First in a series looking at agencies addressing childhood health and mental health issues after COVID-19
Clarisa Medina Poeliniz has been part of Alivio Medical Center, serving Chicago’s South and West sides, since 2009.
“I knew I wanted to work here when I finished school,” Medina Poeliniz said. “Alivio’s mission and vision aligned with my beliefs and values. I love it here. The parents I work with remind me of my parents. I see myself in a lot of the children.
“You always have a choice, but I love what I do, and I love the organization I work for.”
Medina Poeliniz is an advance practice nurse and a pediatric nurse practitioner at Alivio’s school-based health center at Benito Juarez Academy on the city’s Lower West Side.
She said a $200,000 grant the medical center is receiving from the Illinois Department of Public Health will be used to deliver more workshops and education sessions on the Lower West Side and on the city’s South Side, as well as providing more targeted services and prevention efforts.
“We don’t have full-time mental health clinicians,” Medina Poeliniz said. “The grant will allow us to hire full-time clinicians.”
The Alivio advance practice nurse added that the grant will also help the health advocacy agency ramp up educational sessions that have lagged since the COVID-19 pandemic.
“We want to increase awareness and prevention,” Medina Poeliniz said. “Many of our kids have had adverse childhood experiences. People in our communities have dealt with violence, discrimination and chronic health conditions.
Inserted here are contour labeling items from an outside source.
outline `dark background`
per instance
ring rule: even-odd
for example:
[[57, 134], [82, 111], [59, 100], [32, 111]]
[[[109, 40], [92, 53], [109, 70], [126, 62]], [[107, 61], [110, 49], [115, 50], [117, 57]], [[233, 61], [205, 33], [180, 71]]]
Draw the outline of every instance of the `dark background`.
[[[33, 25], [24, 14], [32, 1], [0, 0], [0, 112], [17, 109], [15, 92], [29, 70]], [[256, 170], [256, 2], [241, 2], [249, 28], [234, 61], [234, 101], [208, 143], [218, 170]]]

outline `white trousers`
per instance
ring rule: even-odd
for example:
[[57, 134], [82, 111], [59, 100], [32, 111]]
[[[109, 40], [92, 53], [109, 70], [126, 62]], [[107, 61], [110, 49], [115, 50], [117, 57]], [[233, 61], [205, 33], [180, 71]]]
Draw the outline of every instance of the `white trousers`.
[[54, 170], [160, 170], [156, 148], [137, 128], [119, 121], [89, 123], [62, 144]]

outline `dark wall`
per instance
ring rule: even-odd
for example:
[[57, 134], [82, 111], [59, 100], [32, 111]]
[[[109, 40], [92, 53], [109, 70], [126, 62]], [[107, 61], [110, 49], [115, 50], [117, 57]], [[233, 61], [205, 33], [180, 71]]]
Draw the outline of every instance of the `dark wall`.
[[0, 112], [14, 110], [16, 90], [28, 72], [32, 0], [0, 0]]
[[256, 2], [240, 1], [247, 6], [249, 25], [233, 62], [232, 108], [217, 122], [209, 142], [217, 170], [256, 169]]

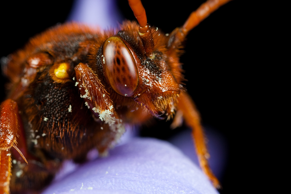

Post-COVID has almost enhanced these conditions.”
She said she has seen the reports that talk about there being an increase in absenteeism, suspensions and mental health issues, and lower grade point averages and graduation rates in the United States post-COVID.
“We hope to prevent some of those issues,” Medina Poeliniz said of Alivio’s local efforts.
Along with Juarez Academy, Alivio also operates school-based clinics at Little Village Lawndale High School Campus and Jose Clemente Orozco Academy of Fine Arts & Sciences.
Along with Alivio dealing with residents’ health issues, such as oral health, that may have waned during COVID, Medina Poeliniz said, the refugees coming to Chicago is significantly impacting the health agency.
“We are seeing a large amount of people from all over Latin America,” she said. “Traveling to another country is a big stressor. We need to address a lot of issues with them.”
Medina Poeliniz said the Alivio school-based clinics are seeing three or four times the patients due to the influx of migrants.
“We are filling up all our available spots every day. We are serving them as best we can,” she said. “It’s traumatic to move to a new country. Some are finding jobs, some are not. We are providing as many resources as we can.”
She said Alivio officials are still figuring out the logistics of establishing more workshops and educational sessions in the post-COVID era.
Providing more case management is also a vital part of Alivio’s increased efforts, Medina Poeliniz said.
“We want to provide more case management to teachers and parents. Are they having any challenges with students? Are the students experiencing academic problems?” Medina Poeliniz asked. “We want them to understand students’ mental health and how to manage a specific case. With us being in the school environment, I think that really helps.”